And also please tell me what right wing coalition is going to support health care, a living wage, and union organizing

I cannot believe people with this much experience can fall for libertarian platitude and Marjorie Taylor Greene tweets and decide that the "left" needs to form a coalition with the :live-tucker-reaction: resistance front

also

cw misogyny anti woman

Jackson Hinkle one of these people who would clearly be a part of this "left right coalition" said

Haz, chimes in: there are a lot of fat women on codepink. Hinkle: yes they’re ugly

among other things after she dipped out of the "antiwar conference" these people are not your friends and not even your short term allies.

the highest liked response to this tweet is from the LaRouche senate candidate :data-laughing:

  • zifnab25 [he/him, any]
    ·
    2 years ago

    Its a riddle of coalition building you can't escape by just pointing at a side and saying "I like them better." Because institutional Deep State agents and bureaucrats can't be on your side. They don't get where they are by being free-agents nor are they particularly receptive to outside views. At best, you can be on their side when they consider you useful. More likely, you're just rooting for your favorite baseball team without actually doing anything of substance.

    If you want to be an activist, you're going to have to interface with lots of other people who have their own personalities and views. And plenty of those people are going to be difficult to work with, either because they've got reactionary views or obnoxious personalities or because they're flakes. So when you find someone who is as enthusiastic about a thing - say, obstructing the federal government in prosecuting a war abroad - and they're not flakes and they're not totally obnoxious to be around, how willing are you to disassociate from them because they've got Ron Paul bumper stickers or Andrew Sullivan in their news feed?

    Idk. Its easy to do nothing all day and tell yourself "I'd never work with someone on the right!" quietly, alone, while staring at a computer screen at 2 am.

    It's less easy to spend hours or days or weeks or months or years trolling around town looking for an organization to which you can apply some kind of useful and productive effort, then hit on a group where you genuinely feel you're making productive use of your time, and finally - after having invested substantive portions of your sweet and tears into a project - walk away because someone else says something noxious.

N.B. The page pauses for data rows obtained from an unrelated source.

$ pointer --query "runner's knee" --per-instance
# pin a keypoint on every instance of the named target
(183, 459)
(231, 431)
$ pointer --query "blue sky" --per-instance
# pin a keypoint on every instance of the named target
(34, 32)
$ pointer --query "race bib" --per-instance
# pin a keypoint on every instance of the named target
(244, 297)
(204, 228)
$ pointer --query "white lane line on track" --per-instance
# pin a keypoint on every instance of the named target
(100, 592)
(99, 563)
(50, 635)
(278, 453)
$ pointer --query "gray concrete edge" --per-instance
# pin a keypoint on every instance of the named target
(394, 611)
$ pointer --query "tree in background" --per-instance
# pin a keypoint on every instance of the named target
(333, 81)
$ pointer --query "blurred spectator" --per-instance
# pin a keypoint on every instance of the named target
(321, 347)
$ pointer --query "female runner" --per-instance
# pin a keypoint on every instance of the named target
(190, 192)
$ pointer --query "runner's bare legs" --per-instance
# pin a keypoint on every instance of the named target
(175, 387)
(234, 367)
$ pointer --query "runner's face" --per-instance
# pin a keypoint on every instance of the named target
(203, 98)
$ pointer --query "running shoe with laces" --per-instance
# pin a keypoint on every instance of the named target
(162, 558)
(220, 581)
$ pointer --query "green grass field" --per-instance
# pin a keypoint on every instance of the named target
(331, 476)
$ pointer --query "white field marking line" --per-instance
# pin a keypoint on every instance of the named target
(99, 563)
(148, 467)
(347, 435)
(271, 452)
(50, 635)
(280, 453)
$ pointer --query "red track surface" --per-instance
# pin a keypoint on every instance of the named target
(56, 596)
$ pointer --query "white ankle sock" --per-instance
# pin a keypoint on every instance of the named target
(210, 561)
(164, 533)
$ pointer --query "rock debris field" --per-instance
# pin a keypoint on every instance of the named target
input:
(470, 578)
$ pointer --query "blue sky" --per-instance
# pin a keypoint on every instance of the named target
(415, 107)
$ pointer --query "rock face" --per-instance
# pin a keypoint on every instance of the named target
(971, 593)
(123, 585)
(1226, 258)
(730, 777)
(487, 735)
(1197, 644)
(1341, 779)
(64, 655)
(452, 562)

    On the flip side, if you're just on your grift game, right-wing money spends as good as anyone else's. So if you're a Keffles or a Matt Taibi and you've got bills to pay, maybe you take the Daily Wire money and pretend you're just reaching a wider audience. Again, Idk. I'm nowhere near as influential as Matt Taibi, so I doubt I'll ever have to make that kind of choice.

    But there's a reason right-left relationships form. Its not just everyone on the Left being closet Fash or sell-outs or whatever.

    • M68040 [they/them]
      ·
      edit-2
      2 years ago

      Yeah, the core of my politics is not liking the right (particularly libertarians) and i don't really like people that much in general anymore so i'm not really the coalition building type. Plain'd rather choose failure on my terms than success contingent on tolerating the idiots with gadsen flag bumper stickers.

      • zifnab25 [he/him, any]
        ·
        2 years ago

        the core of my politics is not liking the right

        I get that. But I'm down in Texas. If I didn't like the right, I'd have a hard time liking a whole lot of people.

        Plain’d rather choose failure on my terms than success contingent on tolerating the idiots with gadsen flag bumper stickers.

        There are a lot of people who share our grievances, but have internalized a completely different set of causes.

        There are a lot worse things you can have on your car than the Garden Flag. Cop plates, for instance.